Face video generation is one of the most active tasks in video generation, underpinning applications such as talking-head synthesis and text-driven video generation. However, many state-of-the-art methods rely on proprietary private data, while publicly available datasets suffer from three core limitations:

Insufficient total duration: CelebV-HQ (68h) and CelebV-Text (279h) are far from adequate for pretraining needs.

Quality–quantity trade-off: VoxCeleb2 offers 2,400h but at only 224×224 resolution; TalkingHead-1KH is similarly resolution-constrained.

Lack of diversity: Asian faces are severely underrepresented in existing datasets, limiting model generalization across ethnic groups.
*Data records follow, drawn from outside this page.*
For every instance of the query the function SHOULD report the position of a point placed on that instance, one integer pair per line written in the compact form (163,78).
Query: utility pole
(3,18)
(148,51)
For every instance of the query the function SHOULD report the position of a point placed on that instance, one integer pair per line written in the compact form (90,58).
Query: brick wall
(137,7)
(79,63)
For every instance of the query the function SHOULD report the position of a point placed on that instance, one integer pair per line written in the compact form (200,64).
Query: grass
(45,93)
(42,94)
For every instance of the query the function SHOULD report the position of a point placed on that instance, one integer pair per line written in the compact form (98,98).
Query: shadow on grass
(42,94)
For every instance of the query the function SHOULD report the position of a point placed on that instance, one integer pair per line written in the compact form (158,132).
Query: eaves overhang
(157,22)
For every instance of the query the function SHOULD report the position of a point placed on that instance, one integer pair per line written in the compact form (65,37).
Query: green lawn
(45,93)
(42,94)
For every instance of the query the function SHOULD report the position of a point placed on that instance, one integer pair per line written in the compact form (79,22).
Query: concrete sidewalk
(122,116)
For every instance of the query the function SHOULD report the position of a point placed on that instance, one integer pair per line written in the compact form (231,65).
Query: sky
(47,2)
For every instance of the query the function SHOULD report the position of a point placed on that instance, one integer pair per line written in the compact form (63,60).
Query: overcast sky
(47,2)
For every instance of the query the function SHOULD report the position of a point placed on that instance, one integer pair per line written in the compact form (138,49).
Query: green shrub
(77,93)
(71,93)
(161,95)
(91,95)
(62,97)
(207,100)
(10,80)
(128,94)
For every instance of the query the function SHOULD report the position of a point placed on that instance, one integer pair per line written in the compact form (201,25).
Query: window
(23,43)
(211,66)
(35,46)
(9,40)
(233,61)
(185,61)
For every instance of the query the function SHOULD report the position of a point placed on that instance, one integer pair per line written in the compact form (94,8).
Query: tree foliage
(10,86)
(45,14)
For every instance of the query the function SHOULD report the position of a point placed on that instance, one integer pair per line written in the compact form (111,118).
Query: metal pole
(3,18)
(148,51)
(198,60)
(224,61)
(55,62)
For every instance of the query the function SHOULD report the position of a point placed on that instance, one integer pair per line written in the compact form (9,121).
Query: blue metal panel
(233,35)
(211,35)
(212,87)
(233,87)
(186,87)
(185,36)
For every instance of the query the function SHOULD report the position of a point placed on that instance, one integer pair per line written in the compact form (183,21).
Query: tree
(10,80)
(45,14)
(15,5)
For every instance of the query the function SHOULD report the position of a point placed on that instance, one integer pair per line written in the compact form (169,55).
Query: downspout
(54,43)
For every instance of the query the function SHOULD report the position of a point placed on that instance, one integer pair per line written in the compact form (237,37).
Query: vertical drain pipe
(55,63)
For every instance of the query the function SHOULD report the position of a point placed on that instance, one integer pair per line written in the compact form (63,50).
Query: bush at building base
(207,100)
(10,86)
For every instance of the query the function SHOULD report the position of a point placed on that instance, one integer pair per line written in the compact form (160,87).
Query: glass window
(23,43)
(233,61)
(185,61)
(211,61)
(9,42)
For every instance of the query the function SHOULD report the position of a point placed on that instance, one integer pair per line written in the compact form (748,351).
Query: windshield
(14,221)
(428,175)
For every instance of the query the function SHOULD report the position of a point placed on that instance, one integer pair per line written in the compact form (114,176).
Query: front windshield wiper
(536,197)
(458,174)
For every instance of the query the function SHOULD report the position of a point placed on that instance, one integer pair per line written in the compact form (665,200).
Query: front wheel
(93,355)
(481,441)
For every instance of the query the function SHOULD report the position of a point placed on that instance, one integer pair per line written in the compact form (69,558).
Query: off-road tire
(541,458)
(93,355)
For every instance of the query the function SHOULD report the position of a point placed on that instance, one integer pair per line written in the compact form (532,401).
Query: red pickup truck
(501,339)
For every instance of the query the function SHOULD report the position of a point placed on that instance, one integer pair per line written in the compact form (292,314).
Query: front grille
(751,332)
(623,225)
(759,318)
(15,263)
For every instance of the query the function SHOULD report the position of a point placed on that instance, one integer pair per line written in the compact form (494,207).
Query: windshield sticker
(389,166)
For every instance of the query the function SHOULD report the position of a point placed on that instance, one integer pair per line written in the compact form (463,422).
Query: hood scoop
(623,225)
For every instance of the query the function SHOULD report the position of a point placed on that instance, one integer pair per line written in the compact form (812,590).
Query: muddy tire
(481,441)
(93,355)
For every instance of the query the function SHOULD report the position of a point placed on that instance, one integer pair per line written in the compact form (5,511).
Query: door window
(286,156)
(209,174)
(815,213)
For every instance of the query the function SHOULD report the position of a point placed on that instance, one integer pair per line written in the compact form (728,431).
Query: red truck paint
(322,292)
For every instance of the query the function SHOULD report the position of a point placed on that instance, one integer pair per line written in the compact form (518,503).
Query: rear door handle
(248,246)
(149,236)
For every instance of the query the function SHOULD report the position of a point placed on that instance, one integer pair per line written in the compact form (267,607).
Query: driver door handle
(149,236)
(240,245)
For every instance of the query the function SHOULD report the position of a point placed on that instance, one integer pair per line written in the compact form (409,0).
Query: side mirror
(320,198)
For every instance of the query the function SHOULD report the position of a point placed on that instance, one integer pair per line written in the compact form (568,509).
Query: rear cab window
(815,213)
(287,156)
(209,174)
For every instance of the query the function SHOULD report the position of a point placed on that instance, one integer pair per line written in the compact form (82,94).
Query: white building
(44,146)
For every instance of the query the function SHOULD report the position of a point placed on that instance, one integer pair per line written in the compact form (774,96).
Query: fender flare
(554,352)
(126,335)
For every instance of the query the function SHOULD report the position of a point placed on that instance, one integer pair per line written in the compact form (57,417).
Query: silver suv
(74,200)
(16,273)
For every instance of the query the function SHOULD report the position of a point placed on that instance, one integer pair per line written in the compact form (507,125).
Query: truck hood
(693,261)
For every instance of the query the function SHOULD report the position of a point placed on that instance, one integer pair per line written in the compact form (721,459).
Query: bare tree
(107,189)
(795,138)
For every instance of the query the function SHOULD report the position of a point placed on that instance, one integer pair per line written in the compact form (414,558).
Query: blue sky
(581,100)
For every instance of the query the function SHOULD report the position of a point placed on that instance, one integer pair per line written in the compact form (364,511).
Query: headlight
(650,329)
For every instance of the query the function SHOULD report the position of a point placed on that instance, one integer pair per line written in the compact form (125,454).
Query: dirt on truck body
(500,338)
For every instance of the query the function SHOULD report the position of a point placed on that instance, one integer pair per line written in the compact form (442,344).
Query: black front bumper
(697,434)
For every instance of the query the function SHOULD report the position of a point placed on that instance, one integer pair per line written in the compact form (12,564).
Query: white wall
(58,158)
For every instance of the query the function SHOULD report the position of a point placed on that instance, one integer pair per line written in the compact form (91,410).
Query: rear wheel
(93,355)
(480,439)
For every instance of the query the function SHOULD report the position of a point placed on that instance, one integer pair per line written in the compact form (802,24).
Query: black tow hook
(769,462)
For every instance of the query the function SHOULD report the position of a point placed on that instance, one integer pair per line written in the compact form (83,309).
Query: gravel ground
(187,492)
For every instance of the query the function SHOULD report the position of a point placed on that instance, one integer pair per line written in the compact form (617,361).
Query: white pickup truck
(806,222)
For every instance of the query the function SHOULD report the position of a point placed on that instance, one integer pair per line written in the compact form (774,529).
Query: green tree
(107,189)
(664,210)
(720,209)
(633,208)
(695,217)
The paper further identifies common quality issues in existing public datasets, including low sharpness/resolution, multiple faces per frame, hand/object occlusion, and overlaid captions or noise artifacts, all of which substantially degrade training effectiveness.

Method

Overall Architecture

The construction of DH-FaceVid-1K proceeds in four key stages: 1. Raw video collection: Interview programs and vlog-style videos are collected from crowdsourcing platforms (single subject, professional environment, high-quality equipment), yielding over 2,000 hours of raw footage. 2. Face detection and cropping: Clips are cropped to include the full face and upper-shoulder region, ensuring a minimum face region of 256×256. 3. Noise filtering: Subtitle detection (OCR), letterbox detection, multi-face exclusion, manual screening for hand/occlusion artifacts, and blur enhancement via CodeFormer. 4. Annotation generation: DWPose is used to extract facial keypoints; PLLaVA generates initial text descriptions; 100+ human annotators perform cross-validation over six months.

Key Designs

  1. Multi-ethnic coverage and Asian face supplementation: Approximately 1,000 hours of in-house collected data (95% Asian faces) are combined with 200 hours of cleaned data from CelebV-HQ, CelebV-Text, and TalkingHead-1KH. The final dataset comprises 80% Asian, 11% Caucasian, 4% African, and 5% other ethnicities, addressing the demographic bias prevalent in existing datasets.

  2. Rigorous data quality control pipeline: (1) Subtitle detection: five frames are randomly sampled per clip for OCR; clips with more than 10 characters are flagged; (2) Letterbox detection: continuous black borders exceeding 20 pixels are identified; (3) Face filtering: OpenCV discards clips with multiple faces; FaceXFormer filters out individuals under 22 years of age; (4) Two-stage manual verification: Stage 1 cross-validates static and dynamic attributes per ISO 2859 standards; Stage 2 further reviews flagged problematic samples.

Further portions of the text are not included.